The nutrient removal efficiency of H. rubescens KNUA214 in 100% DSW within 8 days—59.3% of TN, 67.7% of NH₃-N, 40.7% of TP, and 1.9% of SO₄2−—highlight its potential in wastewater treatment [50,51]. Mixed cultures can achieve enhanced performance by improving removal rates through synergistic effects. For instance, mixed cultures involving Chlorella vulgaris and Scenedesmus obliquus have shown superior nutrient reduction abilities compared to monocultures [52]. Additionally, employing rotating algae biofilm reactors that include bacteria can increase the SO42− removal efficiency by up to 46% [53]. Research also suggests that DSW can significantly boost nutrient removal, reducing toxicity and enabling more effective management of TN and TP [54]. Incorporating these advanced strategies can significantly enhance the capability of H. rubescens KNUA214, making it a more robust option for sustainable wastewater treatment.
During the pigment analysis, the initial results revealed the highest concentrations of astaxanthin, canthaxanthin, and beta-carotene in BG-11 medium on day 4. By day 8, however, the addition of diluted swine wastewater (DSW) significantly enhanced the carotenoid yields, particularly under the BG-11 + 50% DSW condition. In this setup, most carotenoids, except for zeaxanthin, reached their peak concentrations. Specifically, astaxanthin increased 2.71-fold, lutein increased 2.09-fold, canthaxanthin increased 2.56-fold, and beta-carotene doubled compared to the initial levels. These findings suggest that components in the DSW, such as nitrogen and organic matter, acted as stressors that effectively promoted carotenogenesis. Stress-induced carotenoid synthesis is a well-documented phenomenon in microalgae. For instance, Haematococcus pluvialis produces astaxanthin under nutrient deprivation and light stress, primarily through the upregulation of carotenogenic genes such as phytoene synthase (PSY). Nitrogen depletion combined with varying light intensities has been shown to significantly influence astaxanthin accumulation, with optimal synthesis observed under low nitrogen levels and moderate light intensity to minimize cell mortality [55,56]. Similarly, Chlorella vulgaris demonstrated enhanced carotenoid synthesis, including lutein and beta-carotene synthesis, under nitrogen depletion stress. Stepwise nitrogen depletion has been found to facilitate carotenoid accumulation, while simultaneously affecting photosynthetic efficiency and proliferative activity, emphasizing the role of nitrogen stress as a critical driver of carotenogenesis in this species [57]. These results underscore the pivotal role of stress conditions, such as those induced by DSW, in enhancing carotenoid production. The BG-11 + 50% DSW condition effectively replicated such stressors, offering a promising strategy for maximizing carotenoid yields in H. rubescens KNUA214. This highlights the broader importance of stress physiology in microalgae not only for improving production efficiency but also for advancing sustainable and eco-friendly biotechnological applications. Further research to optimize these conditions is essential for scalable carotenoid bioproduction and sustainable industry practices.

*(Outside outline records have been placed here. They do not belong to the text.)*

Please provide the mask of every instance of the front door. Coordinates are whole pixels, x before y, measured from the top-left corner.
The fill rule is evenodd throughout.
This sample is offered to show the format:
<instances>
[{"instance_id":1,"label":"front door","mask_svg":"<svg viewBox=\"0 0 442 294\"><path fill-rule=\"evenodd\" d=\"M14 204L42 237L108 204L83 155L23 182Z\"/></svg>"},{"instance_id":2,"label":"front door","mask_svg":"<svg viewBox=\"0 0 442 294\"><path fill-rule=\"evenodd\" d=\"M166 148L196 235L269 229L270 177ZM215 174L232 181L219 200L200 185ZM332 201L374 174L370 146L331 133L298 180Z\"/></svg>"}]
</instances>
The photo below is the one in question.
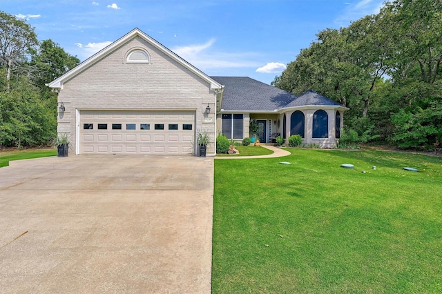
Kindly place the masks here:
<instances>
[{"instance_id":1,"label":"front door","mask_svg":"<svg viewBox=\"0 0 442 294\"><path fill-rule=\"evenodd\" d=\"M258 137L260 139L260 142L266 143L266 130L267 129L266 127L267 121L265 119L257 119L256 122L258 123L258 126L260 128L258 133L256 134Z\"/></svg>"}]
</instances>

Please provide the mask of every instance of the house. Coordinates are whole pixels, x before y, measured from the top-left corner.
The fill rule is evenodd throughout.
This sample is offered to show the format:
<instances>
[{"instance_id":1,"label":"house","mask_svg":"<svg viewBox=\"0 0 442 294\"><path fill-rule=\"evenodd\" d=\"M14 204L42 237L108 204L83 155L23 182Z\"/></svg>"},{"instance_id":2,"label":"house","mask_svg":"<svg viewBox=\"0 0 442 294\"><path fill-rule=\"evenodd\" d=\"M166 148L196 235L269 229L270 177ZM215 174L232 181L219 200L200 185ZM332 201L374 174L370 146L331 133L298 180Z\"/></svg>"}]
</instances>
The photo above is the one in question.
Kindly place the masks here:
<instances>
[{"instance_id":1,"label":"house","mask_svg":"<svg viewBox=\"0 0 442 294\"><path fill-rule=\"evenodd\" d=\"M348 108L309 90L296 97L249 77L212 77L224 86L217 114L218 130L229 139L251 137L251 119L259 124L262 143L278 135L286 139L300 135L304 144L332 148L338 144L343 115Z\"/></svg>"},{"instance_id":2,"label":"house","mask_svg":"<svg viewBox=\"0 0 442 294\"><path fill-rule=\"evenodd\" d=\"M198 132L213 155L219 131L240 140L251 118L262 142L305 130L306 143L332 146L347 109L314 92L209 77L137 28L47 86L59 93L57 132L76 155L196 154Z\"/></svg>"}]
</instances>

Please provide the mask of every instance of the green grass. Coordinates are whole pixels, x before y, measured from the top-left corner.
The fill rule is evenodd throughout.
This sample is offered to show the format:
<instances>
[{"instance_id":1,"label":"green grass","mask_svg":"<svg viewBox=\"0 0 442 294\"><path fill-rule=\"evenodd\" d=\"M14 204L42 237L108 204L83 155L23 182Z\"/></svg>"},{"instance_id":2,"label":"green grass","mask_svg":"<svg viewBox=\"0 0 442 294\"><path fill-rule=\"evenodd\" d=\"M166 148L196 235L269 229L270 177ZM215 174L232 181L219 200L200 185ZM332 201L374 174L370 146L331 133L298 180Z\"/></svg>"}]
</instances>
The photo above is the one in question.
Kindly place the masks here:
<instances>
[{"instance_id":1,"label":"green grass","mask_svg":"<svg viewBox=\"0 0 442 294\"><path fill-rule=\"evenodd\" d=\"M56 149L0 152L0 168L9 166L9 161L12 160L29 159L55 155L57 155Z\"/></svg>"},{"instance_id":2,"label":"green grass","mask_svg":"<svg viewBox=\"0 0 442 294\"><path fill-rule=\"evenodd\" d=\"M289 150L215 161L213 293L442 293L442 159Z\"/></svg>"},{"instance_id":3,"label":"green grass","mask_svg":"<svg viewBox=\"0 0 442 294\"><path fill-rule=\"evenodd\" d=\"M261 146L236 146L235 148L240 152L239 154L218 154L216 156L257 156L267 155L273 153Z\"/></svg>"}]
</instances>

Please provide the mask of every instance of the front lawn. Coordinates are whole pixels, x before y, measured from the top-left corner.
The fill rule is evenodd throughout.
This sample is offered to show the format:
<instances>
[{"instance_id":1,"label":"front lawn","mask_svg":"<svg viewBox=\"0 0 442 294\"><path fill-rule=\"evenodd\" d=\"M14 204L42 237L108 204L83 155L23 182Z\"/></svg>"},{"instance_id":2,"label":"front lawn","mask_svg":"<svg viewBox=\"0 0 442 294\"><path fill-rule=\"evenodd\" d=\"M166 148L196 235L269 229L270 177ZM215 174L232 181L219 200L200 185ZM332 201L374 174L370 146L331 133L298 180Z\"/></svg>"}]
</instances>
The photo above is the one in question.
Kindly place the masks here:
<instances>
[{"instance_id":1,"label":"front lawn","mask_svg":"<svg viewBox=\"0 0 442 294\"><path fill-rule=\"evenodd\" d=\"M215 161L213 293L442 293L442 159L289 150Z\"/></svg>"},{"instance_id":2,"label":"front lawn","mask_svg":"<svg viewBox=\"0 0 442 294\"><path fill-rule=\"evenodd\" d=\"M41 149L21 151L0 152L0 168L9 166L12 160L29 159L57 155L57 149Z\"/></svg>"}]
</instances>

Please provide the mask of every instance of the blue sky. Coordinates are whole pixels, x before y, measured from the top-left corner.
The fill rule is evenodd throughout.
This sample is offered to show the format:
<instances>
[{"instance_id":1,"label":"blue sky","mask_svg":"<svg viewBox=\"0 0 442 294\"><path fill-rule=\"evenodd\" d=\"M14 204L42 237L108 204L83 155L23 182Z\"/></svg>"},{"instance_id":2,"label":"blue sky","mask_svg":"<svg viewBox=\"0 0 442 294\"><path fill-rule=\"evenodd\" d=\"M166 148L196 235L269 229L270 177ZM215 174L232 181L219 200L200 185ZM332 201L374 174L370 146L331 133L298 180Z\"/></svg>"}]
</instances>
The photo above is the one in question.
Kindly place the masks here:
<instances>
[{"instance_id":1,"label":"blue sky","mask_svg":"<svg viewBox=\"0 0 442 294\"><path fill-rule=\"evenodd\" d=\"M138 28L211 76L270 84L319 31L378 13L383 0L0 0L84 61Z\"/></svg>"}]
</instances>

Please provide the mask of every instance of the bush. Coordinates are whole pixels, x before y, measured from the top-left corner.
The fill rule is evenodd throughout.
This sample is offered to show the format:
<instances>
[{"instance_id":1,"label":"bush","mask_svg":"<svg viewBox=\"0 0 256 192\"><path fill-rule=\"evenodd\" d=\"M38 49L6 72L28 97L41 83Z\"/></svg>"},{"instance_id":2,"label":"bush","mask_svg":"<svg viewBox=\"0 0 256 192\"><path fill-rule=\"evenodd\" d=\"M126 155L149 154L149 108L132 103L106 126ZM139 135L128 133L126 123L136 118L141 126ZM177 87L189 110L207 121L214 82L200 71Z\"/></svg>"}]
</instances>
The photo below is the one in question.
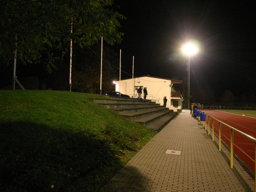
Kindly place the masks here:
<instances>
[{"instance_id":1,"label":"bush","mask_svg":"<svg viewBox=\"0 0 256 192\"><path fill-rule=\"evenodd\" d=\"M39 79L36 76L29 76L22 79L22 85L26 89L39 89Z\"/></svg>"}]
</instances>

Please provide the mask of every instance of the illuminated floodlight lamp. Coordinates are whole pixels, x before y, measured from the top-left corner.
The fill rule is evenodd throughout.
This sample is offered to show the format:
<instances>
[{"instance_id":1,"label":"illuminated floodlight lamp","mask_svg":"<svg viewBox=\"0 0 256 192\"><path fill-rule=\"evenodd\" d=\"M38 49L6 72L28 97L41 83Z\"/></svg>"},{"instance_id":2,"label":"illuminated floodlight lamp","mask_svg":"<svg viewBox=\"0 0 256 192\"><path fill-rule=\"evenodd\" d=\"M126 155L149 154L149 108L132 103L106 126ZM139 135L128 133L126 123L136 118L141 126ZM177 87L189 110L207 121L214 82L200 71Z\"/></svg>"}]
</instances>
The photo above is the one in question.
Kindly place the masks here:
<instances>
[{"instance_id":1,"label":"illuminated floodlight lamp","mask_svg":"<svg viewBox=\"0 0 256 192\"><path fill-rule=\"evenodd\" d=\"M198 48L190 43L185 45L182 48L182 50L184 53L188 55L192 55L198 52Z\"/></svg>"}]
</instances>

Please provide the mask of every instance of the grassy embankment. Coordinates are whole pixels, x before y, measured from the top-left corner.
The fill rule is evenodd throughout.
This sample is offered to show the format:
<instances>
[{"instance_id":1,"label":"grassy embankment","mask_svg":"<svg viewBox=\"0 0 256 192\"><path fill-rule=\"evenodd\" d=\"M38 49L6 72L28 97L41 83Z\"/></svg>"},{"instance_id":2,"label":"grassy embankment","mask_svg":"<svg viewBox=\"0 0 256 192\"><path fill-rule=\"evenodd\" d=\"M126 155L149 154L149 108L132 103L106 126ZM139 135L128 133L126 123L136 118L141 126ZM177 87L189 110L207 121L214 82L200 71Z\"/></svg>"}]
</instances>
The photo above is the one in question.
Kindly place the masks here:
<instances>
[{"instance_id":1,"label":"grassy embankment","mask_svg":"<svg viewBox=\"0 0 256 192\"><path fill-rule=\"evenodd\" d=\"M99 190L156 134L102 96L0 90L0 191Z\"/></svg>"}]
</instances>

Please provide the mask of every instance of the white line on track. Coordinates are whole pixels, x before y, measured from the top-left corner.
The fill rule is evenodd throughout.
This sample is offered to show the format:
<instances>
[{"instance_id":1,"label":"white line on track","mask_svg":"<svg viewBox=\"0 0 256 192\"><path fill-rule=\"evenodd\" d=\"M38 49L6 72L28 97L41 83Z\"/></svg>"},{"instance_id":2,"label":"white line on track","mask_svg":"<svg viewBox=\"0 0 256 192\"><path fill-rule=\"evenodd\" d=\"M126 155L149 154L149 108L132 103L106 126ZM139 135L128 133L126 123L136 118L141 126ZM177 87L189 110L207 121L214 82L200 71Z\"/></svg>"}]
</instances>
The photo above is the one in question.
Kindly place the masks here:
<instances>
[{"instance_id":1,"label":"white line on track","mask_svg":"<svg viewBox=\"0 0 256 192\"><path fill-rule=\"evenodd\" d=\"M247 145L255 145L255 143L237 143L245 144L247 144Z\"/></svg>"},{"instance_id":2,"label":"white line on track","mask_svg":"<svg viewBox=\"0 0 256 192\"><path fill-rule=\"evenodd\" d=\"M215 110L217 111L220 111L220 112L223 112L223 113L230 113L230 114L233 114L233 115L239 115L240 116L242 116L242 115L239 115L238 114L236 114L236 113L230 113L230 112L228 112L227 111L219 111L219 110ZM253 118L253 119L256 119L256 118L255 117L252 117L251 116L245 116L247 117L250 117L251 118Z\"/></svg>"}]
</instances>

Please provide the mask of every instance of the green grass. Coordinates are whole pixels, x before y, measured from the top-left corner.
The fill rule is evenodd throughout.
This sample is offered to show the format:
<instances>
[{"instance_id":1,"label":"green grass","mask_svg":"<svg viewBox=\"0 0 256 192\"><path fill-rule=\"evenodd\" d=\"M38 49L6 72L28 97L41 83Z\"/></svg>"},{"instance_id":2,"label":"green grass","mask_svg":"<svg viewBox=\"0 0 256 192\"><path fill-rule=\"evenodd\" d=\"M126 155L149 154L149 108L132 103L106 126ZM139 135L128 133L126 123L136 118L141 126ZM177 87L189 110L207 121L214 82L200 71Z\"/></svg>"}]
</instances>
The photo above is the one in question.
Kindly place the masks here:
<instances>
[{"instance_id":1,"label":"green grass","mask_svg":"<svg viewBox=\"0 0 256 192\"><path fill-rule=\"evenodd\" d=\"M251 117L256 118L256 111L250 110L218 110L221 111L226 112L237 115L245 115L245 116L250 116Z\"/></svg>"},{"instance_id":2,"label":"green grass","mask_svg":"<svg viewBox=\"0 0 256 192\"><path fill-rule=\"evenodd\" d=\"M156 134L102 97L0 90L0 191L99 191Z\"/></svg>"}]
</instances>

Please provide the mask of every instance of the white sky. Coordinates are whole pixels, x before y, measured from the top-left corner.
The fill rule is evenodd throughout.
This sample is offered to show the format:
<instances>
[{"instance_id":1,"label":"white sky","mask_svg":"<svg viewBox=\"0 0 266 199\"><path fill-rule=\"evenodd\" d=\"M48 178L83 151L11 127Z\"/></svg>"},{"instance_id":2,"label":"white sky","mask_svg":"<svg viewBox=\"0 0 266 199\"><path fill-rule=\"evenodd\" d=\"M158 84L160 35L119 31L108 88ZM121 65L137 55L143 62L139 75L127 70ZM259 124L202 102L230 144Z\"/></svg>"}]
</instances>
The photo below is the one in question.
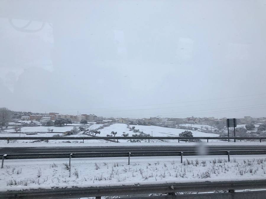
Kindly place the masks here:
<instances>
[{"instance_id":1,"label":"white sky","mask_svg":"<svg viewBox=\"0 0 266 199\"><path fill-rule=\"evenodd\" d=\"M265 19L262 0L2 1L0 107L265 116Z\"/></svg>"}]
</instances>

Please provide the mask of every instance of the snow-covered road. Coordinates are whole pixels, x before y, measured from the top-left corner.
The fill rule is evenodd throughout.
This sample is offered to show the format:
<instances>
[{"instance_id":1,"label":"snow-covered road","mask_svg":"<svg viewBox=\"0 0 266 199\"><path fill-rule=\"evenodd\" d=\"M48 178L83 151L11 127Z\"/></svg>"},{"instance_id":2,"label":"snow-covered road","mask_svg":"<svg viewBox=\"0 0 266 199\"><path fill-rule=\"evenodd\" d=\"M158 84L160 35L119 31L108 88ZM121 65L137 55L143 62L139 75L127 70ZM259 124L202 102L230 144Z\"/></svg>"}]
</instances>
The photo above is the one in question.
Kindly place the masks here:
<instances>
[{"instance_id":1,"label":"snow-covered road","mask_svg":"<svg viewBox=\"0 0 266 199\"><path fill-rule=\"evenodd\" d=\"M266 178L265 156L6 160L0 191ZM69 176L70 177L69 177Z\"/></svg>"}]
</instances>

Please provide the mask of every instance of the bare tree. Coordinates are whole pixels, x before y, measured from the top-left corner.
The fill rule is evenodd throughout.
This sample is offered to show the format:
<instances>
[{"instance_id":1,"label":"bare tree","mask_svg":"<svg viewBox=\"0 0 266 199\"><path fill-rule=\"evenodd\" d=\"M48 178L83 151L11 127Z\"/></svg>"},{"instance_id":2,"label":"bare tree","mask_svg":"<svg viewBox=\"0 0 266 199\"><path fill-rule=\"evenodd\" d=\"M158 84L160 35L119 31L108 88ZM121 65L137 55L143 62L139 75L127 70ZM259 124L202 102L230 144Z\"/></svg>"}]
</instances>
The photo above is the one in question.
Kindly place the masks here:
<instances>
[{"instance_id":1,"label":"bare tree","mask_svg":"<svg viewBox=\"0 0 266 199\"><path fill-rule=\"evenodd\" d=\"M0 108L0 125L4 126L11 118L11 111L7 108Z\"/></svg>"}]
</instances>

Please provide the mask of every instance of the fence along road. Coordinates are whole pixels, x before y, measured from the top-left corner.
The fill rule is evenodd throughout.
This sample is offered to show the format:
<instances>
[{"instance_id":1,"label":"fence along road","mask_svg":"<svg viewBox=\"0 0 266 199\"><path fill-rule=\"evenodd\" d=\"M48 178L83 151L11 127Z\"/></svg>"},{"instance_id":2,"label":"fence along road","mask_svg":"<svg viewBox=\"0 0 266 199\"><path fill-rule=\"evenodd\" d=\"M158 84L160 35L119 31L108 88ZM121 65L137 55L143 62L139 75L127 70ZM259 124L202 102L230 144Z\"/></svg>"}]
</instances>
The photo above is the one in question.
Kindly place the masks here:
<instances>
[{"instance_id":1,"label":"fence along road","mask_svg":"<svg viewBox=\"0 0 266 199\"><path fill-rule=\"evenodd\" d=\"M254 144L256 144L254 142ZM70 145L71 146L71 145ZM10 146L12 146L11 145ZM122 152L130 151L243 151L266 150L266 145L210 145L201 144L184 145L176 144L173 146L81 146L0 147L1 153L81 153L84 152Z\"/></svg>"},{"instance_id":2,"label":"fence along road","mask_svg":"<svg viewBox=\"0 0 266 199\"><path fill-rule=\"evenodd\" d=\"M46 140L48 142L49 140L82 140L84 142L84 140L102 139L108 140L110 139L117 140L118 142L119 139L140 139L148 140L165 140L178 139L179 142L180 140L192 139L207 139L208 142L209 139L217 139L223 140L259 140L261 142L262 140L266 139L265 137L1 137L0 140L7 140L7 143L10 140Z\"/></svg>"},{"instance_id":3,"label":"fence along road","mask_svg":"<svg viewBox=\"0 0 266 199\"><path fill-rule=\"evenodd\" d=\"M266 150L253 151L145 151L134 152L92 152L88 153L28 153L0 154L2 157L1 168L6 159L35 159L39 158L95 158L117 157L128 157L128 164L130 164L130 157L146 156L180 156L181 162L183 162L184 156L227 155L228 161L230 161L230 155L265 155Z\"/></svg>"},{"instance_id":4,"label":"fence along road","mask_svg":"<svg viewBox=\"0 0 266 199\"><path fill-rule=\"evenodd\" d=\"M55 188L51 189L31 189L21 191L9 191L0 192L0 198L70 198L85 197L119 196L136 194L167 193L168 195L153 196L153 198L181 199L249 199L265 198L266 191L235 192L236 190L266 188L266 180L235 181L209 182L164 184L135 185L121 186L109 186L71 188ZM199 193L177 195L175 192L205 191L227 190L227 193ZM131 196L131 198L134 198ZM146 197L144 198L150 198Z\"/></svg>"}]
</instances>

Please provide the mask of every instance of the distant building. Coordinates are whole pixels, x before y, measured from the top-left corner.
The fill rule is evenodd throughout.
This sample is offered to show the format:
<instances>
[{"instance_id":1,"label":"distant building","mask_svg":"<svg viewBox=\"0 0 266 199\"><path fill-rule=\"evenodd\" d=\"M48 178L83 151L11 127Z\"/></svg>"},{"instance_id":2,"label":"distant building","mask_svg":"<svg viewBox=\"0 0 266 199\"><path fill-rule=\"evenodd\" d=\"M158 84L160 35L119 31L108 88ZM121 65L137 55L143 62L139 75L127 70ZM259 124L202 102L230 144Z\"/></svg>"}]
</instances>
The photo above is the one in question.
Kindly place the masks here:
<instances>
[{"instance_id":1,"label":"distant building","mask_svg":"<svg viewBox=\"0 0 266 199\"><path fill-rule=\"evenodd\" d=\"M119 118L119 123L127 124L128 122L128 120L124 118Z\"/></svg>"},{"instance_id":2,"label":"distant building","mask_svg":"<svg viewBox=\"0 0 266 199\"><path fill-rule=\"evenodd\" d=\"M244 119L245 122L251 122L253 121L252 118L250 116L245 116L244 117Z\"/></svg>"},{"instance_id":3,"label":"distant building","mask_svg":"<svg viewBox=\"0 0 266 199\"><path fill-rule=\"evenodd\" d=\"M55 116L56 114L59 114L58 113L49 113L49 115L50 116Z\"/></svg>"},{"instance_id":4,"label":"distant building","mask_svg":"<svg viewBox=\"0 0 266 199\"><path fill-rule=\"evenodd\" d=\"M183 118L169 118L168 119L168 121L173 122L173 124L184 124L184 119Z\"/></svg>"},{"instance_id":5,"label":"distant building","mask_svg":"<svg viewBox=\"0 0 266 199\"><path fill-rule=\"evenodd\" d=\"M150 117L150 120L151 122L157 124L159 122L159 119L157 117Z\"/></svg>"},{"instance_id":6,"label":"distant building","mask_svg":"<svg viewBox=\"0 0 266 199\"><path fill-rule=\"evenodd\" d=\"M29 116L22 116L20 119L22 120L29 120L30 119Z\"/></svg>"},{"instance_id":7,"label":"distant building","mask_svg":"<svg viewBox=\"0 0 266 199\"><path fill-rule=\"evenodd\" d=\"M30 116L30 120L32 121L39 121L44 116L48 117L49 116L43 116L40 115L31 115Z\"/></svg>"},{"instance_id":8,"label":"distant building","mask_svg":"<svg viewBox=\"0 0 266 199\"><path fill-rule=\"evenodd\" d=\"M82 114L81 115L82 116L84 116L85 117L86 120L90 121L96 121L97 120L97 117L94 114L90 114L88 115L87 114Z\"/></svg>"},{"instance_id":9,"label":"distant building","mask_svg":"<svg viewBox=\"0 0 266 199\"><path fill-rule=\"evenodd\" d=\"M174 121L167 121L164 122L164 124L166 126L175 126L174 123Z\"/></svg>"}]
</instances>

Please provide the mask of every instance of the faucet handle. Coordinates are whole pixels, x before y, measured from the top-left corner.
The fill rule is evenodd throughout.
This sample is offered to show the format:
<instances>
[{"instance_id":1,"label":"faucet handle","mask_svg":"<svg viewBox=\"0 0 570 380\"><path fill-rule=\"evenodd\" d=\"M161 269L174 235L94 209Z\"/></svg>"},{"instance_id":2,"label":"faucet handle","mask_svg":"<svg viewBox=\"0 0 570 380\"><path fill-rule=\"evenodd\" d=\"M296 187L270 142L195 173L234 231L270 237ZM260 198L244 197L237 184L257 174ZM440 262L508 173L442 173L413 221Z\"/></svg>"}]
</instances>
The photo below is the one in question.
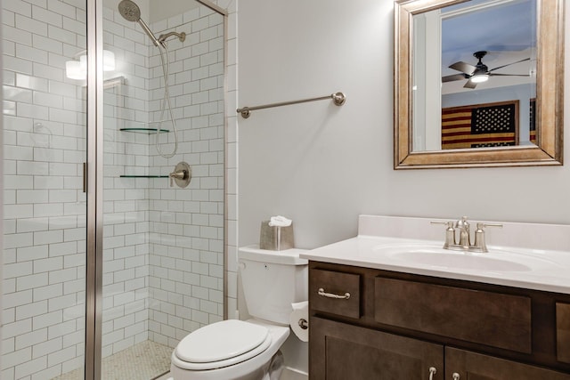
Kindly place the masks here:
<instances>
[{"instance_id":1,"label":"faucet handle","mask_svg":"<svg viewBox=\"0 0 570 380\"><path fill-rule=\"evenodd\" d=\"M453 222L430 222L431 224L445 224L445 242L444 243L444 249L447 249L450 246L454 246L455 243L455 229L453 228Z\"/></svg>"},{"instance_id":2,"label":"faucet handle","mask_svg":"<svg viewBox=\"0 0 570 380\"><path fill-rule=\"evenodd\" d=\"M473 244L471 250L476 252L489 252L487 249L487 244L484 241L484 230L483 230L485 227L502 228L502 224L477 223L477 229L475 230L475 243Z\"/></svg>"}]
</instances>

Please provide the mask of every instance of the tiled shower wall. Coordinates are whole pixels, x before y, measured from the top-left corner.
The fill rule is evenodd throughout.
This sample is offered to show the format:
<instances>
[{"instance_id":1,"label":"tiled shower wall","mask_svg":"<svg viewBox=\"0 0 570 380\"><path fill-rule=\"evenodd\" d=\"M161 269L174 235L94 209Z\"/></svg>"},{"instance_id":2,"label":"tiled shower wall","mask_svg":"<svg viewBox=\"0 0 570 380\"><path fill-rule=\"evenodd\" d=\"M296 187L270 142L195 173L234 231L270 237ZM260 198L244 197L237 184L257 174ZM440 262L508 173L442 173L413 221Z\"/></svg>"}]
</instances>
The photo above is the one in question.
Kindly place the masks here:
<instances>
[{"instance_id":1,"label":"tiled shower wall","mask_svg":"<svg viewBox=\"0 0 570 380\"><path fill-rule=\"evenodd\" d=\"M85 2L3 2L2 379L83 363L85 88L65 61L86 48Z\"/></svg>"},{"instance_id":2,"label":"tiled shower wall","mask_svg":"<svg viewBox=\"0 0 570 380\"><path fill-rule=\"evenodd\" d=\"M168 40L178 152L164 158L150 149L151 168L168 174L185 161L192 171L185 189L162 180L150 190L150 338L175 347L189 332L224 318L224 17L200 6L151 28L187 35L183 43ZM160 119L164 96L158 53L151 49L150 61L152 120ZM172 130L169 123L163 127Z\"/></svg>"},{"instance_id":3,"label":"tiled shower wall","mask_svg":"<svg viewBox=\"0 0 570 380\"><path fill-rule=\"evenodd\" d=\"M83 363L86 89L63 68L86 48L84 3L3 3L3 379L51 378ZM118 64L111 76L123 79L104 94L103 356L149 338L174 346L223 318L224 222L235 228L235 212L224 221L224 199L236 191L235 184L230 195L224 188L223 21L202 10L152 26L157 34L163 28L189 34L183 44L169 43L181 143L165 159L154 135L119 131L158 117L156 49L134 23L104 10L104 47ZM226 147L235 145L233 136ZM173 133L161 138L172 141ZM170 189L165 178L120 177L167 174L181 160L193 169L187 189ZM235 281L229 287L232 311Z\"/></svg>"},{"instance_id":4,"label":"tiled shower wall","mask_svg":"<svg viewBox=\"0 0 570 380\"><path fill-rule=\"evenodd\" d=\"M134 23L103 8L103 47L115 53L118 77L103 93L102 356L148 339L149 44ZM108 82L109 83L109 82Z\"/></svg>"},{"instance_id":5,"label":"tiled shower wall","mask_svg":"<svg viewBox=\"0 0 570 380\"><path fill-rule=\"evenodd\" d=\"M200 7L151 25L185 32L167 43L174 147L158 49L118 12L105 10L106 48L115 52L122 83L105 91L103 355L151 339L171 347L224 316L224 19ZM149 58L147 58L149 57ZM162 117L162 118L161 118ZM162 124L159 121L166 118ZM180 161L191 184L169 187Z\"/></svg>"}]
</instances>

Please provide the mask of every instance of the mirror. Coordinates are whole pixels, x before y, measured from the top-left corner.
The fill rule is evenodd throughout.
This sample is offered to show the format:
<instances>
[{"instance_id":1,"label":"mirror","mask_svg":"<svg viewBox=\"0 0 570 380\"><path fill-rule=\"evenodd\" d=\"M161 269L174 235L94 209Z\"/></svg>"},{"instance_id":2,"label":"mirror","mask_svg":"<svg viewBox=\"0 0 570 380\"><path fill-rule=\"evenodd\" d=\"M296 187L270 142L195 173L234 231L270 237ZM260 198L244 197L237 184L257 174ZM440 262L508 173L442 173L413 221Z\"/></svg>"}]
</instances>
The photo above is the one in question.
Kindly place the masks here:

The proximate and ultimate analyses provided key insights into the composition and energy content of the microalgal biomass, affirming its potential as a bioenergy feedstock. As shown in Table 1, the uniform moisture content across all the samples indicated that the drying methods after harvest were effective. The high levels of volatile matter suggested that the biomass largely consisted of compounds advantageous for combustion, enhancing burning efficiency [58,59]. The variations in the ash content, reflecting differences in mineral uptake by the algae, indicated that lower ash values, which minimize slagging and fouling during combustion, make these microalgal strains suitable for bioenergy applications without the need for extensive ash removal [60,61] l C and O levels, typical for organic biomasses, which support its conversion into bioenergy through biochemical or thermochemical processes. The favorable H:C ratios indicated potential for high energy yields [62], while the low S content across the samples implied fewer sulfur oxide emissions, aiding in compliance with environmental standards [63,64]. Therefore, the analyzed biomass, characterized by high C and low S levels, represents a viable candidate for sustainable biofuel production. This biomass can effectively be converted into high-energy biofuel with reduced environmental impacts, especially in terms of NOx emissions during combustion [63].
The analysis of the fatty acid profiles of the microalgal biomass cultivated under diverse conditions demonstrated significant variability, reflecting the adaptability of the microalgae to different environmental and nutritional contexts. Table 2 reveals that palmitic acid (C16:0) was consistently found across all the conditions, with concentrations ranging from 17.0% to 24.4%, indicating its importance in maintaining the structural integrity of cell membranes and suggesting robust membrane stability, which is essential for algae to thrive in different environments [65,66]. The concentration of oleic acid (C18:1), the only detected MUFA, varied between 10.5% and 18.5%. Its presence is beneficial for biodiesel production, reducing fuel viscosity and improving its cold flow properties, with its variability likely due to the different environmental stresses impacting algal metabolism [67,68]. PUFAs, especially α-linolenic acid (C18:3), were prominent, ranging from 36.6% to 44.9%. These PUFAs are crucial for cellular membrane fluidity and overall physiological processes, although their high concentrations pose challenges for biodiesel stability due to their oxidation susceptibility [69]. The diverse fatty acid profiles underscore the impact of cultivation conditions on lipid metabolism, suggesting that targeted adjustments can optimize biomass for specific uses, such as biofuel production or dietary supplementation. For instance, enhancing the MUFA content can improve biofuel properties, while boosting PUFAs can increase the nutritional value of supplements [70,71]. This strategic modulation of fatty acid profiles enhances our understanding of algal lipid biology and underscores the potential for commercial exploitation of microalgal biomass in various industries through aligning the growth conditions with the desired lipid outcomes to meet specific industry standards.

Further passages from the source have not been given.